Porque la Iglesia parte del ECUMENISMO y del AMOR AL PRÓJIMO.
Otras culturas religiosas, como el Islam, lo hacen desde la sumisión y desde la imposición bélica como esencia misma de su doctrina.
Pero resulta que en España, por ejemplo, fuimos evangelizados hace mil ochocientos años (siglo arriba o abajo) y lo de la democracia lleva dos telediarios.
Por cierto, que implantarla ha costado ímprobos esfuerzos principalmente porque la Iglesia ha hecho todo lo posible para impedirlo: desde las Cortes de Cádiz en 1812 hasta hace pocos años, se ha empleado a fondo en ello.
Parecidas cosas podemos decir de America Latina, de gran parte de Africa, de Rusia o de muchos países hoy musulmanes, que también fueron evangelizados en su momento (y por los primeros espadas, además).
Si nos vamos al otro lado, Japón o la India (poca gente, vamos) nunca han sido evangelizados en serio, y mira, no son menos demócratas que Méjico o Brasil, sea eso poco o mucho.
Total, que vais a teneros que inventar otra tontería: esa no cuela.
MAS CLARO AGUA
A mi no me han contado "leyendas negras". Con estos ojitos y oidos que se ha de comer la tierra he vivido la epoca del Estado Confesional católico (si, el franquista) y sé cómo eran las leyes y las costumbres entonces: como las que reprochamos (con justicia) a los países islámicos, menos algunos detalles de diferencia.
Pasarán por encima de mi cadáver (ya sé que no les importaria, pero bueno) antes de imponerme otra vez la España negra.

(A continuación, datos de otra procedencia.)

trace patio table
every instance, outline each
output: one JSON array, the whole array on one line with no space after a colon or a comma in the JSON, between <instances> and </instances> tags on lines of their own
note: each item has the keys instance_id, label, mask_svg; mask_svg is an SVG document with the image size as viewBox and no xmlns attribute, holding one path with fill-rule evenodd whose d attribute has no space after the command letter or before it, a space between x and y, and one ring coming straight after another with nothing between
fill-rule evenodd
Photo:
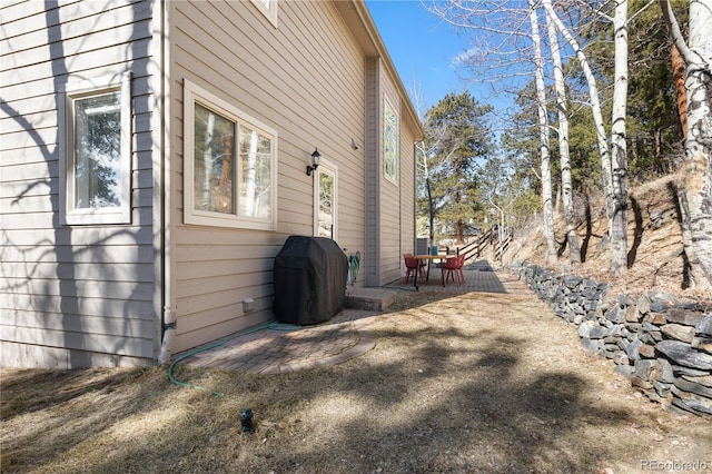
<instances>
[{"instance_id":1,"label":"patio table","mask_svg":"<svg viewBox=\"0 0 712 474\"><path fill-rule=\"evenodd\" d=\"M419 260L428 260L428 267L427 267L427 277L429 278L431 276L431 266L429 263L433 260L439 260L441 264L445 260L447 260L448 258L453 258L455 257L454 255L414 255L413 258L415 258L416 260L418 260L418 265L415 268L415 280L414 280L414 285L415 285L415 290L418 290L418 277L419 277L419 271L421 271L421 265L419 265ZM445 286L445 271L443 271L443 267L441 266L441 282L443 284L443 286Z\"/></svg>"}]
</instances>

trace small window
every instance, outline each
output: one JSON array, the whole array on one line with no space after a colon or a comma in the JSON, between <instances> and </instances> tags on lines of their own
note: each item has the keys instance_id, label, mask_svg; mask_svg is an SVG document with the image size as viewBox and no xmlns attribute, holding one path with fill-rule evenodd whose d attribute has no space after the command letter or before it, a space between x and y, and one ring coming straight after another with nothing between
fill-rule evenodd
<instances>
[{"instance_id":1,"label":"small window","mask_svg":"<svg viewBox=\"0 0 712 474\"><path fill-rule=\"evenodd\" d=\"M130 95L128 73L67 89L63 224L130 223Z\"/></svg>"},{"instance_id":2,"label":"small window","mask_svg":"<svg viewBox=\"0 0 712 474\"><path fill-rule=\"evenodd\" d=\"M314 187L314 235L338 240L338 170L336 166L322 159L315 175Z\"/></svg>"},{"instance_id":3,"label":"small window","mask_svg":"<svg viewBox=\"0 0 712 474\"><path fill-rule=\"evenodd\" d=\"M277 28L277 1L278 0L253 0L259 11Z\"/></svg>"},{"instance_id":4,"label":"small window","mask_svg":"<svg viewBox=\"0 0 712 474\"><path fill-rule=\"evenodd\" d=\"M186 224L274 230L277 132L185 82Z\"/></svg>"},{"instance_id":5,"label":"small window","mask_svg":"<svg viewBox=\"0 0 712 474\"><path fill-rule=\"evenodd\" d=\"M383 110L383 172L398 184L398 116L388 99L384 99Z\"/></svg>"}]
</instances>

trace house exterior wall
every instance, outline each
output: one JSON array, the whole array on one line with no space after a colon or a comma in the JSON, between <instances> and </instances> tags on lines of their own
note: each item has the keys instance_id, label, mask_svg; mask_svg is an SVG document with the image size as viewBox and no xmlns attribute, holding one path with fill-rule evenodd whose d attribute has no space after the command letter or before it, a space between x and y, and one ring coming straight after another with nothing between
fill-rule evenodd
<instances>
[{"instance_id":1,"label":"house exterior wall","mask_svg":"<svg viewBox=\"0 0 712 474\"><path fill-rule=\"evenodd\" d=\"M314 234L315 147L337 170L337 241L362 255L356 285L397 277L419 132L403 87L362 2L278 8L275 21L251 1L0 6L0 364L152 364L168 346L271 319L274 256L288 236ZM129 221L67 225L66 92L127 72ZM187 81L276 130L275 229L185 224ZM384 91L402 115L390 188ZM162 340L172 316L175 338Z\"/></svg>"},{"instance_id":2,"label":"house exterior wall","mask_svg":"<svg viewBox=\"0 0 712 474\"><path fill-rule=\"evenodd\" d=\"M181 131L174 136L172 349L182 350L274 317L274 257L289 235L314 233L315 184L305 170L315 147L338 169L338 244L367 258L365 57L330 2L279 2L277 27L249 1L170 6L171 128L184 129L188 79L278 134L274 231L184 224Z\"/></svg>"},{"instance_id":3,"label":"house exterior wall","mask_svg":"<svg viewBox=\"0 0 712 474\"><path fill-rule=\"evenodd\" d=\"M0 364L156 358L154 2L0 6ZM63 91L131 71L130 224L69 226ZM158 287L157 287L158 285Z\"/></svg>"},{"instance_id":4,"label":"house exterior wall","mask_svg":"<svg viewBox=\"0 0 712 474\"><path fill-rule=\"evenodd\" d=\"M366 264L366 285L380 286L400 278L404 253L415 250L415 141L418 126L407 109L398 81L380 58L367 62L366 156L366 246L372 258ZM398 180L384 174L384 101L398 116Z\"/></svg>"}]
</instances>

Sí, la España negra que pintó Goya es la que patrocinaba y aprobaba la Iglesia católica. Qué buenos tiempos y cuanta moral había entonces.
La que sigue existiendo en los millones de inocentes contagiados de sida mientras siguen haciendo campaña (a pachas con Bush, que no es Jefferson sino lo contrario a Jefferson) contra los preservativos. Por poner un solo ejemplo. Hay muchos más.
También es cierto que la labor de la Iglesia Católica, a favor de la humanidad, es bien notoria y eficaz. Y que muchos de sus miembros, se dedican a trabajar a favor de los demás seres humanos.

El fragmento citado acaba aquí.